Site icon Portal informacyjny STRAJK

Pakistan: atak talibów na uniwersytet. „Strzelali studentom w głowy”

Talibowie skutecznie destabilizują Pakistan. Dziś rano przeprowadzili kolejny krwawy zamach. Tym razem wzięli na cel uczelnie wyższą w mieście Czarsadda. Co najmniej 60 osób zostało zabitych podczas strzelaniny.

Pakistan znów spłynął krwią / twitter.com

Islamscy radykałowie błyskawicznie sterroryzowali ochronę uniwersytetu, przeprawili się przez ogrodzenie i wbiegli na teren kampusu, strzelając do każdego kogo napotkali. Wchodzili po kolei do pomieszczeń, w których odbywały się wykłady i otwierali ogień do studentów. Kilku napastników wtargnęło również do akademików, gdzie zostało zastrzelonych kolejnych kilka osób. Świadkowie zdarzenia relacjonowali, że przez kilka godzin było słuchać serie z broni automatycznej i odgłosy detonacji materiałów wybuchowych.

Miejscowe agencje poinformowały o jednym zabitym wykładowcy – profesorze chemii oraz kilkudziesięciu, a może nawet ponad 100 innych ofiarach. Nie wiadomo czy w śmiertelnym bilansie uwzględniono czterech terrorystów, którzy zginęli podczas operacji odbijania kampusu przez służby specjalne. Strona pakistańska podała, że na terenie uczelni w momencie rozpoczęcia ataku talibów znajdowało się 3000 studentów. Według tamtejszych mediów, co najmniej 70 proc. osób zdołało się ukryć i nie odniosło żadnych obrażeń, aż do momentu opanowania sytuacji przez antyterrorystów. Mimo to, zamach był przerażającym aktem terroru. – Podchodzili do moich kolegów, przystawiali im lufę karabinu do głowy i strzelali – relacjonuje jeden z ocalałych studentów.
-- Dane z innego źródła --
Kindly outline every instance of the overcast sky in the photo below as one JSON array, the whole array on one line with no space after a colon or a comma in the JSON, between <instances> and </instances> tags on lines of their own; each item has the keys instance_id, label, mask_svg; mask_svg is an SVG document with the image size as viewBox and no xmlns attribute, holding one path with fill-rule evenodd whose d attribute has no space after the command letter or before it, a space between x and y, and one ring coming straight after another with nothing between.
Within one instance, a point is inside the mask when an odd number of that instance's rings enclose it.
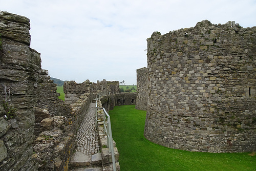
<instances>
[{"instance_id":1,"label":"overcast sky","mask_svg":"<svg viewBox=\"0 0 256 171\"><path fill-rule=\"evenodd\" d=\"M136 84L147 67L146 39L154 31L234 20L256 26L255 0L0 0L0 10L30 19L30 47L52 77L124 80Z\"/></svg>"}]
</instances>

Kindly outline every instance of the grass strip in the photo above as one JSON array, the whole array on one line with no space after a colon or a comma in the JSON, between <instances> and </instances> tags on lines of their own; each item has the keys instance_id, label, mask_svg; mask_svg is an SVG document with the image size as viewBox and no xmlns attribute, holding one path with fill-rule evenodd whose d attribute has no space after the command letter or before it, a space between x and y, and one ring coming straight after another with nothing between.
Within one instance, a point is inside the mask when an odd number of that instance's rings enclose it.
<instances>
[{"instance_id":1,"label":"grass strip","mask_svg":"<svg viewBox=\"0 0 256 171\"><path fill-rule=\"evenodd\" d=\"M135 105L116 106L109 114L122 171L256 170L251 153L191 152L149 141L143 136L146 112Z\"/></svg>"}]
</instances>

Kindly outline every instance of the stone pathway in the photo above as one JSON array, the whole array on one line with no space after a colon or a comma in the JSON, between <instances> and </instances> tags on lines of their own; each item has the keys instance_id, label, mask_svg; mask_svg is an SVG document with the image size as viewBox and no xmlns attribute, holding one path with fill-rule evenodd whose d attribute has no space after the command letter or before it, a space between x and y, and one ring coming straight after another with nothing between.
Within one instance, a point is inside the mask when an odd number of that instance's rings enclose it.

Czarsadda, w której mieści się uniwersytet Bacza Chan, jest położona ok. 50 km od Peszawaru, stolicy sąsiadującej z Afganistanem prowincji Chajber Pachtunchwa, gdzie w grudniu 2014 roku miał miejsce najbardziej tragiczny zamach w Pakistanie w ostatnich latach. W ataku na szkołę wojskową talibowie zabili 148 osób, w większości dzieci.

Talibowie deklarują, że ich celem jest wprowadzenie w 182 milionowym państwie rządów opartych na prawie szariatu. W ostatnich miesiącach nasilili swoje działania. W październiku wybuch bomby zabił siedmiu zwolenników szyickiego posła rządzącej Pakistańskiej Ligi Muzułmańskiej – Sardara Amjada Farooqa Khosy. Zdarzenie miało miejsce pod biurem parlamentarzysty w Dera Ghai Khan, w prowincji Punjab. W sierpniu br.  radykałowie zamordowali  również Shuję Khazadę, wysokiego urzędnika władz lokalnych Punjabu.

Od rozpoczęcia przez USA w 2001 r. „wojny z terroryzmem” liczba osób, które straciły życie w zamachach terrorystycznych na Bliskim Wschodzie wzrosła o 4500 proc.